Student Entrepreneurs Tackle Real Problems.
By Ann Swardlick
“The goal of the entrepreneurship course is to give students direct experience with the process of starting a business, using real and highly relevant business challenges,” explained Professor Beth Richardson after class one day in late September. Real and highly relevant is key, because some of these businesses may actually be launched on campus, generating revenue for the College, opportunities for students, and addressing critical needs within Maine.
Offered for the first time this fall, the entrepreneurship course is a deep dive into the basics of the Lean Startup methodology developed by Eric Ries in 2008. His approach, which has been embraced everywhere from Silicon Valley to Harvard Business School, focuses on a problem to be solved, rather than a product to be produced.
“The students need to generate viable ideas that integrate with problems—and to come up with real solutions,” said Richardson. “This kind of thinking is new to them. It’s been challenging, but they’re getting there.”
Many of the problems that Richardson’s students are tackling reflect the need to address regional food security issues, the growth of Maine’s food and beverage industry, and the development of the local agricultural economy in Greater Portland and the Lakes Region. These are problems that Saint Joseph’s Entrepreneur-in-Residence, Peter Nielsen, has also been approaching in his work to develop the College’s mission-aligned businesses.
The entrepreneurs in Richardson’s class were introduced by Nielsen to a set of challenges that revolve around the needs of farmers, food entrepreneurs, health-conscious consumers, and other potential customers in the Sebago Lakes region. Students were then asked to frame the problems and seek ways to utilize the College’s assets, like the organic farm and Stone Barn event center, in business models that offer financially viable and environmentally responsible solutions.

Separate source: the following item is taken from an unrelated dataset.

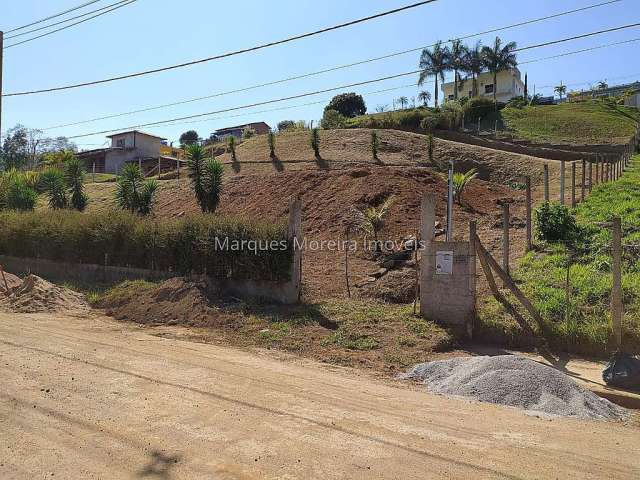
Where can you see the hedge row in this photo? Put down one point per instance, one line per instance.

All sorts of ideas were being floated when Nielsen first visited the entrepreneurship class. Students were clustered into five teams, deep in brainstorm mode, focused on defining the problems their businesses will address.
For example, there’s the problem of poultry processing capacity in Maine. With only two such plants in the state, chicken farmers have to travel significant distances to get their birds ready for market, resulting in very few farms now raising meat birds in Maine. Seniors Max McCoomb and Dalton Roberts-Montreuil are part of the team that chose to tackle this problem
“We interviewed local farmers and found them very open to a new processing plant,” said Dalton. “However,” he admitted, “we were surprised at how difficult it would be to build. There are so many laws and regulations tied to a plant like this.”
Max added, “The course has opened up my eyes to a lot of issues: location, community impact, marketing, money—there are a lot of factors to consider.”
Other teams are looking at a range of potential businesses, including an agritourism operation that would host destination weddings at the Stone Barn, and a “food venture center” that would provide infrastructure and equipment to help home kitchen operations scale the production of their value-added products for retail distribution.
Photo Caption: Students visit Fork Food Lab in Portland to learn about the food business incubator space from co-founder Neil Spillane.
Another student team is considering day camps: their plan is to utilize the farm and other College facilities during April vacation and summer shoulder seasons, when town recreational programs aren’t in session. The initial idea was to use sustainable agriculture as a theme for the camp.
To gather some customer intel on the day camp business, senior Lauren Sharples and her team polled 50 prospects and found that working parents loved the idea. But the sustainable agriculture theme? Not so much. Lauren explained, “We learned we have to incorporate the lakefront and other recreational facilities on campus in order to market the product to children as being fun!”
All the teams are engaged in this kind of customer research, which is central to the Lean Startup approach. Before you design a product, find out if anyone will buy it—and learn as much as you can about your target customers.
What’s different about this course is that it goes beyond the theoretical, said Richardson. “Students are being asked to marry their knowledge and skills with new, creative ideas. Their task is to have a viable business plan that could be launched.”
Nielsen is delighted to have the students bringing their fresh entrepreneurial perspective to the same entrepreneurial problems he is tackling with College administrators and policy makers statewide. “It’s critical that students participate in identifying the problems and the solutions. Their curiosity, confidence, and determination are already influencing how these issues will be addressed by Saint Joseph’s. I trust them to lead us to the right answers.”
Dalton Roberts-Montreuil was enthusiastic about the course. “It’s nice to deal with a real problem,” he said, “not a ‘what if.’ It’s here, it’s now, we’re living in it.”
His teammate Max agreed. “Every class is like a meeting, not a lecture. I think a lot of people learn better like this.”